Sequência de ataques no Bairro Benfica deixou feridos e sete pessoas mortas.

A Justiça decretou a prisão preventiva de Douglas Matias da Silva, acusado de envolvimento na chacina no Bairro Benfica, três tiroteios que resultaram na morte de três pessoas. A decisão ocorreu durante audiência ocorrida nesta terça-feira (20). Com a prisão preventiva, o suspeito pode ficar preso por tempo indeterminado.

Uma sequência de ataques no Benfica deixou feridos sete mortos na noite de 9 de fevereiro. Os ataques ocorreram na Praça da Gentilândia, que reúne centenas de universitários em noites de fim de semana; e na sede da Torcida Uniformizada do Fortaleza (TUF), onde quatro pessoas foram assassinadas.
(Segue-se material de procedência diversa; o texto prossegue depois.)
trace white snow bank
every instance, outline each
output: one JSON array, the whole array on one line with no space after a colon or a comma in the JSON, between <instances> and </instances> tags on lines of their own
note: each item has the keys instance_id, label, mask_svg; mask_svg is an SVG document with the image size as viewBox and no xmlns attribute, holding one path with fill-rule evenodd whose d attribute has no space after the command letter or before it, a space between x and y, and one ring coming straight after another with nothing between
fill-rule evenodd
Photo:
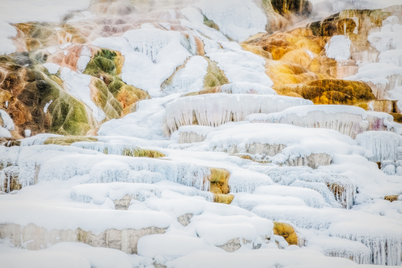
<instances>
[{"instance_id":1,"label":"white snow bank","mask_svg":"<svg viewBox=\"0 0 402 268\"><path fill-rule=\"evenodd\" d=\"M207 68L206 59L201 56L193 56L184 68L174 74L171 82L162 87L162 90L170 93L200 90L204 86L204 77Z\"/></svg>"},{"instance_id":2,"label":"white snow bank","mask_svg":"<svg viewBox=\"0 0 402 268\"><path fill-rule=\"evenodd\" d=\"M2 4L0 4L0 6ZM2 10L0 12L2 12ZM2 19L4 17L0 16ZM15 47L8 37L14 37L17 31L13 26L3 20L0 20L0 55L11 54L15 52Z\"/></svg>"},{"instance_id":3,"label":"white snow bank","mask_svg":"<svg viewBox=\"0 0 402 268\"><path fill-rule=\"evenodd\" d=\"M0 118L3 121L3 127L7 130L14 130L15 129L12 119L8 115L8 114L2 109L0 109Z\"/></svg>"},{"instance_id":4,"label":"white snow bank","mask_svg":"<svg viewBox=\"0 0 402 268\"><path fill-rule=\"evenodd\" d=\"M86 209L46 205L35 201L2 200L0 209L4 213L1 223L25 226L32 223L47 230L75 230L78 228L99 233L115 228L141 229L168 227L172 219L158 211ZM66 219L69 219L67 221Z\"/></svg>"},{"instance_id":5,"label":"white snow bank","mask_svg":"<svg viewBox=\"0 0 402 268\"><path fill-rule=\"evenodd\" d=\"M334 35L325 45L327 56L337 61L346 60L350 57L352 42L344 35Z\"/></svg>"},{"instance_id":6,"label":"white snow bank","mask_svg":"<svg viewBox=\"0 0 402 268\"><path fill-rule=\"evenodd\" d=\"M217 63L230 83L256 83L271 87L273 82L265 74L265 61L252 52L245 51L237 43L223 42L224 49L213 49L205 55Z\"/></svg>"},{"instance_id":7,"label":"white snow bank","mask_svg":"<svg viewBox=\"0 0 402 268\"><path fill-rule=\"evenodd\" d=\"M295 134L297 133L297 135ZM350 137L332 129L308 129L282 124L242 124L233 128L214 131L207 137L210 149L239 153L252 149L254 143L283 145L281 152L273 153L270 158L278 163L289 158L305 156L312 153L350 154L355 142ZM256 149L256 153L269 153ZM277 155L277 153L278 154ZM282 158L285 157L284 159Z\"/></svg>"},{"instance_id":8,"label":"white snow bank","mask_svg":"<svg viewBox=\"0 0 402 268\"><path fill-rule=\"evenodd\" d=\"M266 267L322 267L328 268L351 268L356 263L342 258L324 257L316 251L300 249L293 251L273 249L260 249L234 254L211 252L205 250L194 251L190 254L168 262L168 268L187 268L189 263L193 268L246 267L250 264L255 268Z\"/></svg>"},{"instance_id":9,"label":"white snow bank","mask_svg":"<svg viewBox=\"0 0 402 268\"><path fill-rule=\"evenodd\" d=\"M273 113L289 107L312 104L309 100L286 96L215 93L184 97L166 105L166 119L171 133L181 126L198 124L217 127L230 121L242 121L256 113Z\"/></svg>"},{"instance_id":10,"label":"white snow bank","mask_svg":"<svg viewBox=\"0 0 402 268\"><path fill-rule=\"evenodd\" d=\"M121 37L97 38L92 45L121 52L125 57L122 80L152 97L161 95L161 84L197 51L192 35L154 29L129 31Z\"/></svg>"},{"instance_id":11,"label":"white snow bank","mask_svg":"<svg viewBox=\"0 0 402 268\"><path fill-rule=\"evenodd\" d=\"M250 115L244 120L330 129L354 138L360 133L375 128L391 130L394 127L397 129L394 131L397 131L398 125L392 123L393 119L390 119L390 122L388 117L387 114L367 112L358 107L330 104L291 107L278 113Z\"/></svg>"},{"instance_id":12,"label":"white snow bank","mask_svg":"<svg viewBox=\"0 0 402 268\"><path fill-rule=\"evenodd\" d=\"M378 59L379 62L402 67L402 49L384 51L378 55Z\"/></svg>"},{"instance_id":13,"label":"white snow bank","mask_svg":"<svg viewBox=\"0 0 402 268\"><path fill-rule=\"evenodd\" d=\"M402 160L402 136L400 135L388 131L366 131L357 135L356 140L359 145L371 153L371 155L367 155L370 161Z\"/></svg>"},{"instance_id":14,"label":"white snow bank","mask_svg":"<svg viewBox=\"0 0 402 268\"><path fill-rule=\"evenodd\" d=\"M267 18L252 0L202 0L195 6L217 24L222 33L238 42L265 32Z\"/></svg>"},{"instance_id":15,"label":"white snow bank","mask_svg":"<svg viewBox=\"0 0 402 268\"><path fill-rule=\"evenodd\" d=\"M221 92L230 94L251 94L260 95L277 95L276 92L269 87L255 83L238 82L223 85Z\"/></svg>"}]
</instances>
Durante a sessão da Justiça desta terça-feira, foi convertido o flagrante em prisão preventiva entendendo que há indícios de "materialidade e autoria suficientes para a manutenção do cárcere, além da necessidade de resguardar a ordem pública".

Conforme o secretário de Segurança do Ceará, André Costa, há duas hipóteses para as causas da chacina: rivalidade entre torcidas de futebol ou conflito entre traficantes de drogas.

Sequência de ataques

Ataques simultâneos em três pontos do Bairro Benfica deixaram sete mortos na noite de sexta-feira (9). A Polícia investiga se o caso tem relação com confronto entre torcidas organizadas. A Torcida Uniformizada do Fortaleza (TUF) negou a relação.

Na Vila Demétrio, sede da TUF, foram baleados Carlos Victor, que morreu no local, Emilson Badeira e Adenilton da Silva - atendidos no hospital, não resistiram aos ferimentos. Pedro Braga foi assassinado na Rua Joaquim Magalhães. Uma pessoa baleada na praça e outra na Rua Joaquim Magalhães ainda estão no hospital.